Silver longs fell to the lowest levels since August & the number of total Gold speculative short positions now stands at the greatest level since 1999. With near-record short positions on Gold, a potential short covering on Gold Bullion may lead to higher prices. The potential for a short-covering rally in Silver is much higher, should a catalyst emerge to support prices also based on the fact that much of the concentrated net shorts are in the March Silver Futures contract which expires in a couple of days. One potential catalyst for covering would also be if remarks from Federal Reserve Chairman Ben Bernanke should be construed to mean policy-makers were staying the course of Quantitative Easing. Another potential catalyst may come on Feb 28 from India– the world’s largest Gold consumer. India may impose additional curbs on Gold imports or add taxes & levies on its way to keep a check on its bloating Current Account Deficit which, if unchecked, could lead to a potential credit rating downgrade.

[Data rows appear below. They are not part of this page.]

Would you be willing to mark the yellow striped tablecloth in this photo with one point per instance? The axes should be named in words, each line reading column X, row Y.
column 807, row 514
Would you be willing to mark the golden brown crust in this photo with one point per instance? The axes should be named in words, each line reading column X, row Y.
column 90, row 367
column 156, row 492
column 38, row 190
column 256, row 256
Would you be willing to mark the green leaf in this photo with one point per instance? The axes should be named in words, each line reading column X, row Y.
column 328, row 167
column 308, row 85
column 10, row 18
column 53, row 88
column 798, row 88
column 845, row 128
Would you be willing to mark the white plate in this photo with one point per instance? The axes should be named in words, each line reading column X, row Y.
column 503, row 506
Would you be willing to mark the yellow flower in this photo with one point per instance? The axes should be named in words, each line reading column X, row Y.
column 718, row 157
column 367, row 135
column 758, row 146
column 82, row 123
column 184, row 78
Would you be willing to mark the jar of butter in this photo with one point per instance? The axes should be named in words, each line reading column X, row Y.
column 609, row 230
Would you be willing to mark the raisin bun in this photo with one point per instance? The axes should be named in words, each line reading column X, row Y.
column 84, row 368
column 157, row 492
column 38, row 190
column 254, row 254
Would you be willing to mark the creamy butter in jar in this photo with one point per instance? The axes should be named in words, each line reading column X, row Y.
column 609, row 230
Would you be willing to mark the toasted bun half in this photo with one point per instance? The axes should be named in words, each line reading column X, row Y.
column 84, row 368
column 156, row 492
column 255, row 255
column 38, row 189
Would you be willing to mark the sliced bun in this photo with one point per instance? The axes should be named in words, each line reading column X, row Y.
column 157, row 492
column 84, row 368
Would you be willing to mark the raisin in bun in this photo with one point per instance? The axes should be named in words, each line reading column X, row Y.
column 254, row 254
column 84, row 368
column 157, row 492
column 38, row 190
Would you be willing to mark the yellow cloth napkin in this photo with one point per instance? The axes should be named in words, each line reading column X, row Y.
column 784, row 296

The government’s move to hike the customs duty from 4 to 6% will have a loud impact on the Bullion sector. The hike sums up to around INR 60,000 (approx) per kilogram of gold. To be clear, with this duty hike a difference of 7% between the international and domestic price of the yellow metal is evident. Due to this, the increase in duty on the actual price of gold is being passed on to the retail consumers by the jewelers. This may also lead to rise of illegal channels and malicious activities with respect to importing gold and related products like jewelry etc., in the country. Gold Demand in India has seen a rise in Dec 2012 & then again now based on the same fears.